My posts have been few and far between of late and writing this one nearly broke me. I had to walk away. I dug my heels into my fiction reading addiction and kept my nose buried there, refusing to think or write.
I’d been distracted and inattentive for weeks. I’d been remiss. I failed to share my wonderful margarita-filled Mothers Day. I failed to share my daughter’s first ballet recital and my first experience as a dance mom backstage. Worse, I failed to share my son’s one and only high school graduation. Amazing moments and milestones—all certainly worthy of being shared.
My daughter kicked me in the panties one night recently. Let me tell you, my 4 year-old sounded like a 40 year-old and she really let me have it. Immediately after her brief but effective daughter-to-mom lecture, she curled up on top of me, said a sleepy goodnight and quickly drifted off to sleep. And then I cried. She was right. I had let her down and that’s something she’d never before experienced with me. After I finished my cry, and ate not one but two chocolate bars, I was finally inspired to pick up my beloved MacBook Air and write.

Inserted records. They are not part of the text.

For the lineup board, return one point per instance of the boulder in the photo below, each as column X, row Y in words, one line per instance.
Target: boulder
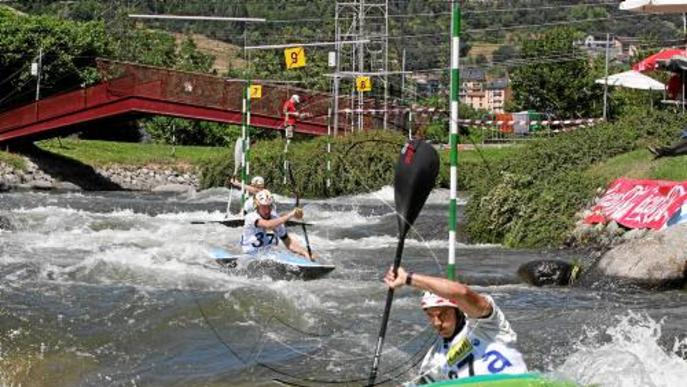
column 658, row 260
column 547, row 272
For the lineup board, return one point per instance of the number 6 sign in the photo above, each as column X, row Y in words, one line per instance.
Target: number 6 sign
column 294, row 57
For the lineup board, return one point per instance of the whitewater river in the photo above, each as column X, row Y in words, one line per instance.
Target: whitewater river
column 116, row 289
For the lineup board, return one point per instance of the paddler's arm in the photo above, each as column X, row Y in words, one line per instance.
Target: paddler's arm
column 473, row 304
column 271, row 224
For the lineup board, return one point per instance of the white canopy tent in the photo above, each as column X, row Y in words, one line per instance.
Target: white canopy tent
column 655, row 6
column 632, row 80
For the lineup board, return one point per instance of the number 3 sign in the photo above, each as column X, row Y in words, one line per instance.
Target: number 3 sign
column 294, row 57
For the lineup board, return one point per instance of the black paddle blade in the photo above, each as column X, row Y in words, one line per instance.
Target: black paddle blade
column 416, row 173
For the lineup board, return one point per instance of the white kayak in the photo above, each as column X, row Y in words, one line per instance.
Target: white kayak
column 277, row 265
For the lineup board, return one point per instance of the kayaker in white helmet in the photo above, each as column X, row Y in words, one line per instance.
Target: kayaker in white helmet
column 263, row 228
column 474, row 336
column 257, row 184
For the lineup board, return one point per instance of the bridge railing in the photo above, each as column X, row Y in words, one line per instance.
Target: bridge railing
column 128, row 79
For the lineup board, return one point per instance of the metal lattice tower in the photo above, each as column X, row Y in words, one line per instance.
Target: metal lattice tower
column 362, row 20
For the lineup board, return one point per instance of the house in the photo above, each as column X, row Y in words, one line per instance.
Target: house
column 428, row 84
column 621, row 48
column 497, row 93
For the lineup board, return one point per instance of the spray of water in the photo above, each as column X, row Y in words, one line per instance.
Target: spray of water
column 627, row 354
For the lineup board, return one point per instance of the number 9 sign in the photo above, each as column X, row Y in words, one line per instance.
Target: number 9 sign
column 363, row 84
column 294, row 57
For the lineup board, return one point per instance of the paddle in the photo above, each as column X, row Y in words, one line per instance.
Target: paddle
column 298, row 199
column 238, row 222
column 238, row 157
column 416, row 172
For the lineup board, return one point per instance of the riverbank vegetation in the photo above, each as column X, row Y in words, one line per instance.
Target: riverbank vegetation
column 13, row 160
column 108, row 153
column 530, row 198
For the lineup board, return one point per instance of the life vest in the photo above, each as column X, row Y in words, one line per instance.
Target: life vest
column 256, row 239
column 483, row 347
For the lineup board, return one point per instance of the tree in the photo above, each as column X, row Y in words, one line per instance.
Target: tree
column 558, row 77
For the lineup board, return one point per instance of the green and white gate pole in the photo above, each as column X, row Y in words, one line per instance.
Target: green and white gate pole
column 329, row 148
column 245, row 135
column 453, row 137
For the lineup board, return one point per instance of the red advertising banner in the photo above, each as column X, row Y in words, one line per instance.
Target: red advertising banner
column 639, row 203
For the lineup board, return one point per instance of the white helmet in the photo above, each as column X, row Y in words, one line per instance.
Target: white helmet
column 258, row 181
column 263, row 198
column 431, row 300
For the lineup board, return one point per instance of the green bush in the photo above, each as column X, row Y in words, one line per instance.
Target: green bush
column 531, row 198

Life happens. Sometimes it sneaks up on us and gives a little tap on the shoulder. Sometimes it takes us by surprise because we allow ourselves to practice denial. And then sometimes it actually slaps us across the face.

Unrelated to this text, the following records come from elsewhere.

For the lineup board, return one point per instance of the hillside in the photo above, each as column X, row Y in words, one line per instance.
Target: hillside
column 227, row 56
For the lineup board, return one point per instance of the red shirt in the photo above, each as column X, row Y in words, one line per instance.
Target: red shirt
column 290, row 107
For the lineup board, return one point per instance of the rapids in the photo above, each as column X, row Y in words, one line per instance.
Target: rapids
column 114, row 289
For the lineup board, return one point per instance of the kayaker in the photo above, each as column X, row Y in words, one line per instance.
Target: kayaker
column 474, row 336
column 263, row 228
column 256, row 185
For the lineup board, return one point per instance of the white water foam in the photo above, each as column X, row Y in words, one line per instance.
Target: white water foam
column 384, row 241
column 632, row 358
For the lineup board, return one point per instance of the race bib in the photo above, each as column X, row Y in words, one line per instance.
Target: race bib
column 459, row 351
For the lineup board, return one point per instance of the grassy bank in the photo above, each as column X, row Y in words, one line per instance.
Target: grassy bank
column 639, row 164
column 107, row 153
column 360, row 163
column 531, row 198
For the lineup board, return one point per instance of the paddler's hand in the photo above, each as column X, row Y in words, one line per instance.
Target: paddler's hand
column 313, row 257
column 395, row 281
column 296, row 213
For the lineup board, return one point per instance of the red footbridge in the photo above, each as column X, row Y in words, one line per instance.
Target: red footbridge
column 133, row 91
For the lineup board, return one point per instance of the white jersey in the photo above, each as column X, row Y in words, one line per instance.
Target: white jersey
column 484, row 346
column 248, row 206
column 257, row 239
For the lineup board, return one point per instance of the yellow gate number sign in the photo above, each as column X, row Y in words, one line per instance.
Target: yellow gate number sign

I had my face slapped by life back in April when I received a letter at our home from my husband’s attorney informing me there would be a divorce. Then I allowed myself to be bullied for the following few months. Not to worry, I’ve since bucked up and reinstated my 2012 new year’s resolution—be fearless.

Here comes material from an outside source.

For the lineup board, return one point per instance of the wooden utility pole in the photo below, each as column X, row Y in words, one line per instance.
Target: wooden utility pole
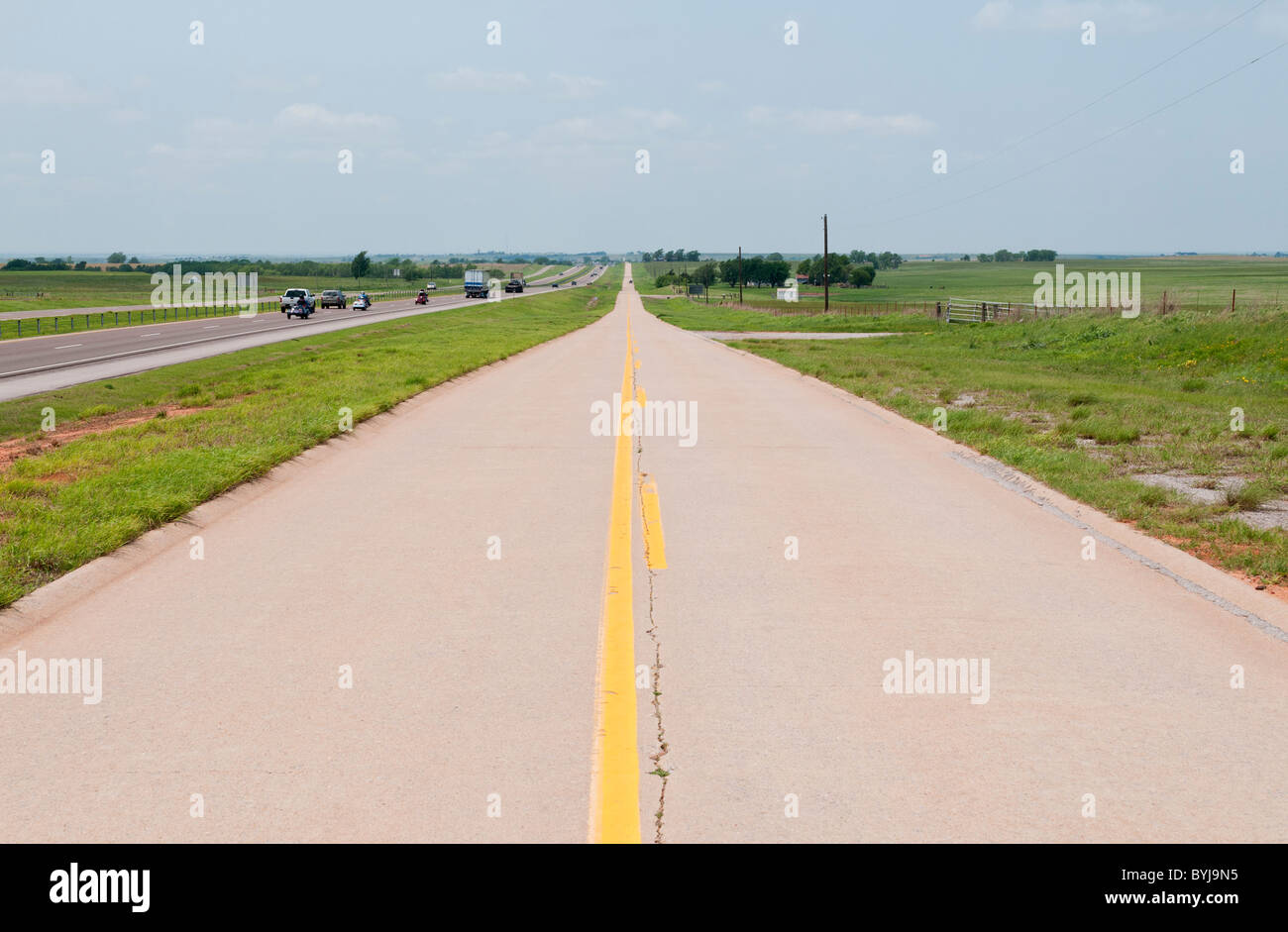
column 827, row 292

My blogging endeavors aren’t about motherhood but rather womanhood. And for me, that includes motherhood and so much more. So as I begin to process my thoughts on the present and look forward to the future, I may be writing some posts and articles that do not include mention of my darling children, though they’re always the center of my universe.
Divorce is one of the most difficult life experiences. It’s easy to get caught up in who-can-hurt-the-other-more combat. It’s hard to keep things in proper perspective. And most importantly, when it comes to children of divorcing parents, it’s imperative to always remember to do what’s in their best interest.
If you’re going through a divorce currently, or headed that way, I encourage you to be sure you retain an attorney that is suitable for you as an individual. It’s okay to change attorneys if you’re not comfortable with the one you first hire—your life is worth making that correction. I’ve watched my husband’s attorney fuel his fire and seek every opportunity to create more billable actions. On the other hand, my own attorney is an expert at gently talking me down from the inevitable emotional cliffs so that I can make rational, fair decisions.
When life happens, we must find the best way to move forward and find happiness again. As for me, I will no longer be bullied. I won’t let my kids down. I will find peace. I will remove the chocolate bars from my nightstand. And I will write.